Quem me surpreendeu no filme foi a Xochitl Gomez como America Chavez, porque eu tenho uma mania horrível de julgar a maioria dos atores jovens em filmes blockbusters antes de assistir pois a maior parte deles tem cara de serem péssimos e ela tinha cara de ser péssima, mas ela é boa, ela tem o carisma dela e ela funciona bem nesse papel tanto de personagem didática ao explicar o multiverso, quanto no papel de aprendiz, forçando Strange a ter um papel paterno contra a vontade dele, tem cenas que ela se destaca na performance facial (especialmente uma que ela relembra seu passado) e na ação, a personagem é muito boa, mostra os poderes dela de forma fácil de entender e conseguimos gostar dela. E outra que me surpreendeu foi a Rachel McAdams, eu não esperava tanta participação assim dela, mas a que ela tem é muito boa, deve ser a última vez que a vemos no MCU, ela faz muito bem um contraponto com o Stephen do universo principal, mas se eu falar mais do que isso é spoiler. Ela faz parte da jornada do Strange e depois no final encerra-se esse arco entre eles em uma cena com atuação excepcional de ambos.
Mas o grande destaque do filme é a Elizabeth Olsen, que atriz espetacular! Eu já havia falado que ela tinha se mostrado uma atriz sensacional na Marvel lá em "WandaVision" - inclusive, depois ela foi indicada ao Emmy de Melhor Atriz em Minissérie de forma justa - e agora ela se prova mesmo como uma atriz espetacular. Primeiro que ela interpreta várias Wandas, ela precisa fazer as versões alternativas e praticamente a maioria são as versões ideais que ela sonhava ser na série e ela faz esse contraponto muito bem. Ela é a vilã do filme, finalmente temos a Feiticeira Escarlate dos quadrinhos, a Wanda maluca, pressionada e a motivação dela no filme é simples: maternidade, a Wanda faz um monte de loucuras para ir atrás de seus filhos e ela é uma mãe, mas até ela perceber que os filhos não existem, é uma jornada dela muito interessante e ela se impõe como uma vilã, ela fala como uma vilã, ela age de forma antagônica o filme inteiro e ela põe medo, é uma excelente vilã que nas mãos do Sam Raimi caiu como uma luva. Ela não aparece o mesmo que o Benedict, mas a presença dela é tão grande quanto a dele, é um papel quase de co-protagonista.

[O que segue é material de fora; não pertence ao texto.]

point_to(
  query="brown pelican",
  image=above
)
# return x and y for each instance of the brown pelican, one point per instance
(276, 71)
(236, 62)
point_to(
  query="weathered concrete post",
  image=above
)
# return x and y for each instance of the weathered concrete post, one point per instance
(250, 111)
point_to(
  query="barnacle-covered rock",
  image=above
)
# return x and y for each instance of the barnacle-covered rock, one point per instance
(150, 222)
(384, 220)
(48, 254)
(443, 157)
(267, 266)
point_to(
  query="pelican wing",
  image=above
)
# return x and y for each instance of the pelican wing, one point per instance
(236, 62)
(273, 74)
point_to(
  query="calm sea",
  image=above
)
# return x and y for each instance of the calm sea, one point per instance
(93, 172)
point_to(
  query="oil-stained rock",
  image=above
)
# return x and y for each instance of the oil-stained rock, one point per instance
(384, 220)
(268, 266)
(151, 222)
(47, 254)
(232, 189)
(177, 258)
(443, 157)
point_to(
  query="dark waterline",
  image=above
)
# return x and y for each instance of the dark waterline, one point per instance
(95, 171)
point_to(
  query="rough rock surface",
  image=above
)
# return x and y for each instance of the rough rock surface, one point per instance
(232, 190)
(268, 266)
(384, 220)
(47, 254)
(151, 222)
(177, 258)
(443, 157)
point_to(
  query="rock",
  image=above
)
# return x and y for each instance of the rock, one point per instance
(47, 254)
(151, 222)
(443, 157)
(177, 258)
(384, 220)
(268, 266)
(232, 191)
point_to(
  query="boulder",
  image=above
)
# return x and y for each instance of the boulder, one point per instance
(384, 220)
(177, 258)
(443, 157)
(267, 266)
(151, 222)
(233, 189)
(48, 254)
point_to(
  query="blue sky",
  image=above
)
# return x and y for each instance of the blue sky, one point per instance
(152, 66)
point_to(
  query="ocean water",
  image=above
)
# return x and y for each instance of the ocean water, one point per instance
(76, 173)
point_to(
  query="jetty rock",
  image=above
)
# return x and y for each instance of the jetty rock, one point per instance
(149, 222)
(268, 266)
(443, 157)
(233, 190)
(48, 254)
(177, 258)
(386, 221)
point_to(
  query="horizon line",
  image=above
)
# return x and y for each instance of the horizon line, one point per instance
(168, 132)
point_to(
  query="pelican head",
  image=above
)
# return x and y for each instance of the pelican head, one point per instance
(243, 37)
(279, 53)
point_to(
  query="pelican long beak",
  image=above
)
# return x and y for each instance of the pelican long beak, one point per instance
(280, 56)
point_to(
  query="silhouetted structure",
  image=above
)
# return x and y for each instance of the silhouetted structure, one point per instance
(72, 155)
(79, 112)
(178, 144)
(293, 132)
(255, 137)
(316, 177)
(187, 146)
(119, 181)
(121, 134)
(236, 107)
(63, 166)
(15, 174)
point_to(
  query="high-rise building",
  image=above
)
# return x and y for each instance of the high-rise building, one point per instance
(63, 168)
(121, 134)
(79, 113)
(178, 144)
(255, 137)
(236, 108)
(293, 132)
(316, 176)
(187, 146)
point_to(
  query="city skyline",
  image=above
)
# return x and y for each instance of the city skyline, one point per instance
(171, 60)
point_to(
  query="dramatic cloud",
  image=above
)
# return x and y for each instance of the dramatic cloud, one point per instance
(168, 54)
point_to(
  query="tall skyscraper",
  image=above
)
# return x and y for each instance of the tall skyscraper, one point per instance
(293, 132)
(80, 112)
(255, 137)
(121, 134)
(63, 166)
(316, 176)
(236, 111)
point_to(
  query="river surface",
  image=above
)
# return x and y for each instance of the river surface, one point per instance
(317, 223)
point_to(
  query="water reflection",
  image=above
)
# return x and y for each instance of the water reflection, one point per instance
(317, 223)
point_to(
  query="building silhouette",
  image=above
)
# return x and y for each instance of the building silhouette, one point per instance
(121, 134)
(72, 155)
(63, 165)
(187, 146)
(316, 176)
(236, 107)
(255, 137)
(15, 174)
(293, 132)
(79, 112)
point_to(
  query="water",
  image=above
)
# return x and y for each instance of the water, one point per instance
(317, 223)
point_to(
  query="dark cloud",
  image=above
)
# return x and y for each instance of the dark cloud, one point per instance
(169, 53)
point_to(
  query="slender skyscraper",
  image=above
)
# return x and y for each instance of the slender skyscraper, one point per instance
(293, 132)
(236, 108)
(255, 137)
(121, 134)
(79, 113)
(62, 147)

Obs: o impacto do filme não é o mesmo se você não tiver visto "WandaVision" e eu nem gostei dessa série, mas o impacto é pesado, eu derramei uma lágrima (uma mesmo) numa cena que envolve ela com os filhos.
Apesar dos erros, eu saí satisfeito de "Doutor Estranho no Multiverso da Loucura", é um filme que foi vendido como puro fanservice e saiu como um filme do Sam Raimi, a vibe do Sam Raimi, o storytelling do Sam Raimi, o que o diretor faz aqui é impressionante para um filme da Marvel, ele se inspira nele mesmo e faz um filme de herói que ao mesmo tempo é um filme de terror, tem elementos muitos interessantes do gênero de horror, tem elementos mais humanos que o Sam Raimi usa nos seus filmes do Homem-Aranha e suas clássicas transições, sua clássica cinematografia, seu clássico jeito de montar as obras. É um filme errôneo, não é perfeito, não dá vontade de assistir milhares de vezes igual outros da Marvel, mas é um filme incrível que quebra a fórmula Marvel e mostra que sim, podem ter filmes com estilos diferentes dentro do MCU.